The research, published recently in the Journal of Biomechanics, determines that MHVs may outperform tissue valves under certain conditions.

“This is the first time we’ve been able to make this claim,” says Dr. Mohammadi. “While more testing is needed to fully understand what causes the differences in how each valve performs, we are excited about the potential of this significant achievement.”

Calcific valvular heart disease—when one or more of the heart valves do not open or close properly due to calcification—is projected to affect some 4.5 million people by 2030, making it the most prevalent valvular heart condition in aging populations.

And Dr. Mohammadi explains current options for aortic valve replacement include having a new heart valve—either mechanical or valves made with natural materials such as bovine or porcine tissues—implanted.
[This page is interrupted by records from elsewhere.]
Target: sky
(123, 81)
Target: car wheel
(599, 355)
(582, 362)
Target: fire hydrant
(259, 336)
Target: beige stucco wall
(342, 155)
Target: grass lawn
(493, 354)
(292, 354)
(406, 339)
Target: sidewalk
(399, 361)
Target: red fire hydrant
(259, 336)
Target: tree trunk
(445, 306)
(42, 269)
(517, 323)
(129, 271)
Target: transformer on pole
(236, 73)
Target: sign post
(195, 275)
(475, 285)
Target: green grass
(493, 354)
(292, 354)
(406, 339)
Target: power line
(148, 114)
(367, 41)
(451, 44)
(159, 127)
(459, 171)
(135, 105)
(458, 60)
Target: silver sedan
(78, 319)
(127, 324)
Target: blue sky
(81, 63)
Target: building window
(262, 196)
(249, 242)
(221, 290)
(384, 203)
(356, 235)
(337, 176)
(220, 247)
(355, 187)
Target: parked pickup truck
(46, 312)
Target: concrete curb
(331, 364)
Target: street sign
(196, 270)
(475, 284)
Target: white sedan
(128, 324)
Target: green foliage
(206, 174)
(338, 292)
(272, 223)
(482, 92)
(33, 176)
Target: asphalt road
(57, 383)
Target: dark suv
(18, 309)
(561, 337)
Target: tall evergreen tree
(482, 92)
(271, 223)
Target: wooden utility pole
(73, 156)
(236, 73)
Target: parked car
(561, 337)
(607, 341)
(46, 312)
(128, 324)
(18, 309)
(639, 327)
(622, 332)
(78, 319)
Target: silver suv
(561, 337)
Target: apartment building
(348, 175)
Both options come with limitations.

Tissue valves generally perform better than MHVs and provide better blood flow, but last an average of 10 to 15 years, which could require another replacement, explains Dr. Mohammadi. Mechanical valves can last a lifetime, but do not perform as well as tissue valves, requiring patients to take daily blood thinners.

Despite advancements in prosthetic heart valves, an ideal solution remains a challenge.

“Developing a prosthetic valve with optimal hemodynamics and durability would address critical challenges worldwide,” says Dr. Mohammadi. “This research evaluates two emerging MHVs, currently in preclinical and clinical trials, designed to overcome the limitations of earlier models.”

The researchers put their iValve together with another developing valve called Triflo MHV. These two were fully tested during the study with three other valves that are similar to the current industry standard.

In the lab, each valve was tested for flow velocity using a pulse duplicator system that mimics real heart conditions. Each test included 10 cycles, and each valve underwent multiple tests. Results indicate that the iValve and Triflo achieved comparable pressure ratios and significantly lower mean and peak reverse blood flow values than the traditional MHVs. This means blood can flow more smoothly, putting less stress on blood cells, which could reduce the need for blood thinners.

Unlike most MHVs, the iValve allows blood to flow through a single open central orifice, like tissue valves. Other MHVs, including the Triflo MHV, divide the flow into smaller streams, which may increase the risk of flow-related complications.

This gives the iValve a potential advantage in terms of safer, smoother blood flow, says Dr. Goode.

“Overall, both the iValve and Triflo MHV appear to offer better performance than existing MHVs,” he says. “These results show that the new generation of mechanical valves may offer a strong combination of long-lasting performance, better blood flow and lower risk of blood clots—similar to how a natural heart valve works.”

The iValve, designed at UBC, is now being prepared for animal and clinical trials, bringing it one step closer to becoming a reality.